Department of General Surgery, Second Xiangya Hospital, Central South University, Changsha 410011, Hunan, PR China.
Photodiagnosis Photodyn Ther. 2013 Dec;10(4):460-9. doi: 10.1016/j.pdpdt.2013.04.002. Epub 2013 Jun 12.
Nanoparticles have been explored recently as an efficient means to deliver photosensitizers for photodynamic therapy. However, it is largely unknown if polyhematoporphyrin (C34H38N4NaO5, Photosan-II, PS) or other photosensitizers can be efficiently delivered by hollow silica nanoparticles (HSNP).

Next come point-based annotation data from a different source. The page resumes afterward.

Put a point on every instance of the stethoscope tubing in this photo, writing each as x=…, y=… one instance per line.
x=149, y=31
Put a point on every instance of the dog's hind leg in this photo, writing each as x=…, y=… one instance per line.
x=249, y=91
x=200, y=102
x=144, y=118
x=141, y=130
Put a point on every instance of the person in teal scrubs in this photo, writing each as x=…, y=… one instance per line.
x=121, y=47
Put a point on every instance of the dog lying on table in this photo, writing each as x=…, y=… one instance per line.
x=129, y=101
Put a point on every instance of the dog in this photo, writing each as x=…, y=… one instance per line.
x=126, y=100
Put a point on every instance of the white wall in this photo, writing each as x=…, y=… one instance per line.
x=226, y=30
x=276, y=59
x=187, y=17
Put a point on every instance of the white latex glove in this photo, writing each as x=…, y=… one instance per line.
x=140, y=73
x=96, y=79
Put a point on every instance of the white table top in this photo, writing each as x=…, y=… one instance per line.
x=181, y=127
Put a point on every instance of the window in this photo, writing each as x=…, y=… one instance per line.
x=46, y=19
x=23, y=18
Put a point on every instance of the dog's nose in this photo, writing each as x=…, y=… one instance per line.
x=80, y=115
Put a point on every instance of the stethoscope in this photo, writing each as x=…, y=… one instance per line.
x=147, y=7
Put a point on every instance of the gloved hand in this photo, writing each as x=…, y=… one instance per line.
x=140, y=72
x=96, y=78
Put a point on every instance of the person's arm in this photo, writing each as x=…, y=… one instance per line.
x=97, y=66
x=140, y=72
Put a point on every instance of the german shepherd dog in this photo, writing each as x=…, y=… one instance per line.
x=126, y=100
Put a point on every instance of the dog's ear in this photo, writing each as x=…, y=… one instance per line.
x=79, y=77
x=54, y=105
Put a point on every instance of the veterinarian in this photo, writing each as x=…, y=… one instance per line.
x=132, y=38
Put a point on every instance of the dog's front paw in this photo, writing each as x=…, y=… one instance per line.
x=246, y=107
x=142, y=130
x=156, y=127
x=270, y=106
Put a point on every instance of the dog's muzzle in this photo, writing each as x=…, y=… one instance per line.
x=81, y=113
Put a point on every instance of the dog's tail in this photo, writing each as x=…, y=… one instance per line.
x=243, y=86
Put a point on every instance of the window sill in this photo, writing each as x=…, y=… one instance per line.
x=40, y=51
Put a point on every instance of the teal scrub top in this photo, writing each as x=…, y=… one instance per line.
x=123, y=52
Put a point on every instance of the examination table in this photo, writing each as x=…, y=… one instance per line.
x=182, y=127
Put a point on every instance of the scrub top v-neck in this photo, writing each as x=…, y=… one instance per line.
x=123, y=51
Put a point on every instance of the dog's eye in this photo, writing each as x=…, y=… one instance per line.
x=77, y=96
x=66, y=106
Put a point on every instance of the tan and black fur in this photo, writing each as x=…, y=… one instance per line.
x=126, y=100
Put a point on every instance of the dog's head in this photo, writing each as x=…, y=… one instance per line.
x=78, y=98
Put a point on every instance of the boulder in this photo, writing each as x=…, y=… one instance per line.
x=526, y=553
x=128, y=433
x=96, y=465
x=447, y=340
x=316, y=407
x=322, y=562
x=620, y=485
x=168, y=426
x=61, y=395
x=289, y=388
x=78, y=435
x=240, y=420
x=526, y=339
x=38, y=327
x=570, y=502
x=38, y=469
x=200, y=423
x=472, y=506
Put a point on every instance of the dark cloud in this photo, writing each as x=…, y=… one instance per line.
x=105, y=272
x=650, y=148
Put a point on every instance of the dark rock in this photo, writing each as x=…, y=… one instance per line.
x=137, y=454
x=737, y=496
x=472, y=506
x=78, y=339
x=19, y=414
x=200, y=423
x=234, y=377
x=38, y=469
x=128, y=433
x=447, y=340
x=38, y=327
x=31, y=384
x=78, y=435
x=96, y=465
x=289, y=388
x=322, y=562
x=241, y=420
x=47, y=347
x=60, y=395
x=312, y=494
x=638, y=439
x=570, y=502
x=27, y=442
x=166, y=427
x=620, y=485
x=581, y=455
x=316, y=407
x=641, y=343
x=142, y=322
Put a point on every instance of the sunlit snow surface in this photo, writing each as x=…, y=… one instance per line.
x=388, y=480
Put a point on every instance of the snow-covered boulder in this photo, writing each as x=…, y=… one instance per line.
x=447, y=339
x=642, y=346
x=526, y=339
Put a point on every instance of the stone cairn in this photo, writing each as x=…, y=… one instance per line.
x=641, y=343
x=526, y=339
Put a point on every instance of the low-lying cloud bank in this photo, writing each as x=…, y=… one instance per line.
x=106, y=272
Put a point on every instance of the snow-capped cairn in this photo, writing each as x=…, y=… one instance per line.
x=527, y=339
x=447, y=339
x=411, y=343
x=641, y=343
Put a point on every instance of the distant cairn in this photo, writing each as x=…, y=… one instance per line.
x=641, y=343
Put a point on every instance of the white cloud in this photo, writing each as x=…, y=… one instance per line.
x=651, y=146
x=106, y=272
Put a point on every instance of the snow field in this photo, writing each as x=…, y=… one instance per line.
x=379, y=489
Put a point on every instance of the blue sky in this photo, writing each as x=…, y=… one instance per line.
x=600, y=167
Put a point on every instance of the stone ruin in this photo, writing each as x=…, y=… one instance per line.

Polyhematoporphyrin (C34H38N4NaO5, Photosan-II, PS) was loaded into hollow silica nanoparticles (HSNP) by one-step wet chemical-based synthetic route. Dynamic light scattering (DLS) and polydispersive index (PDI) were used for measurement of the particles size and size distribution. Transmission electron microscope and scanning electron microscopy were used for the microstructure, morphological and chemical composition analysis. Fourier transform infrared spectrometry spectra and fluorescence emission spectrum were obtained. The photobiological activity of the PS-loaded HSNP was evaluated on human cholangiocarcinoma QBC939 cells. The cellular viability was determined by 3-(4,5-dimethylthiazol-2-yl)-2,5-diphenyl tetrazolium bromide (MTT) assay. Apoptotic and necrotic cells were measured by flow cytometry.
DLS measurements showed that the size of the particles is in the range of 25-90 nm. PDI of the PS-loaded HSNP is 0.121 ± 0.01, indicating that samples have excellent quality with narrow size distribution to monomodal systems. In MTT assay, PS-loaded HSNP and free PS of the same concentration killed about 95.3% ± 2.0% and 55.7% ± 1.9% of QBC939 cells, respectively. The flow cytometry demonstrated that the laser induced cell death with PS-loaded HSNP was much more severe than that of free PS (P<0.05).
Photosan-II-loaded hollow silica nanoparticles not only can quickly deliver Photosan-II into cells but also can reach a more high concentration than free Photosan-II. HSNP is a desirable vehicle and the release system that shows promises for photodynamic therapy use, which not only improve the aqueous solubility, stability and transport efficiency of PS, but also increase its photodynamic efficacy compared to free PS.
最近,纳米粒子已被探索用于传递光敏剂以进行光动力疗法,这是一种有效的方法。然而,目前尚不清楚多血卟啉(C34H38N4NaO5,Photosan-II,PS)或其他光敏剂是否可以被中空二氧化硅纳米粒子(HSNP)有效传递。
通过一步湿化学合成路线将多血卟啉(C34H38N4NaO5,Photosan-II,PS)载入中空二氧化硅纳米粒子(HSNP)中。动态光散射(DLS)和多分散指数(PDI)用于测量粒子的尺寸和尺寸分布。透射电子显微镜和扫描电子显微镜用于微观结构、形态和化学成分分析。傅里叶变换红外光谱和荧光发射光谱。在人胆管癌细胞 QBC939 上评价负载 PS 的 HSNP 的光生物活性。通过 3-(4,5-二甲基噻唑-2-基)-2,5-二苯基四唑溴化物(MTT)测定法测定细胞活力。通过流式细胞术测量凋亡和坏死细胞。
DLS 测量结果表明,粒子的尺寸在 25-90nm 范围内。PS 负载的 HSNP 的 PDI 为 0.121±0.01,表明样品具有极好的质量,具有窄的尺寸分布,为单模态系统。在 MTT 测定中,相同浓度的负载 PS 的 HSNP 和游离 PS 分别杀死约 95.3%±2.0%和 55.7%±1.9%的 QBC939 细胞。流式细胞术表明,负载 PS 的 HSNP 诱导的激光细胞死亡比游离 PS 更严重(P<0.05)。
负载 Photosan-II 的中空二氧化硅纳米粒子不仅可以快速将 Photosan-II 递送到细胞内,而且可以达到比游离 Photosan-II 更高的浓度。HSNP 是一种理想的载体和释放系统,有望用于光动力疗法,不仅提高了 PS 的水溶性、稳定性和输送效率,而且与游离 PS 相比,提高了其光动力疗效。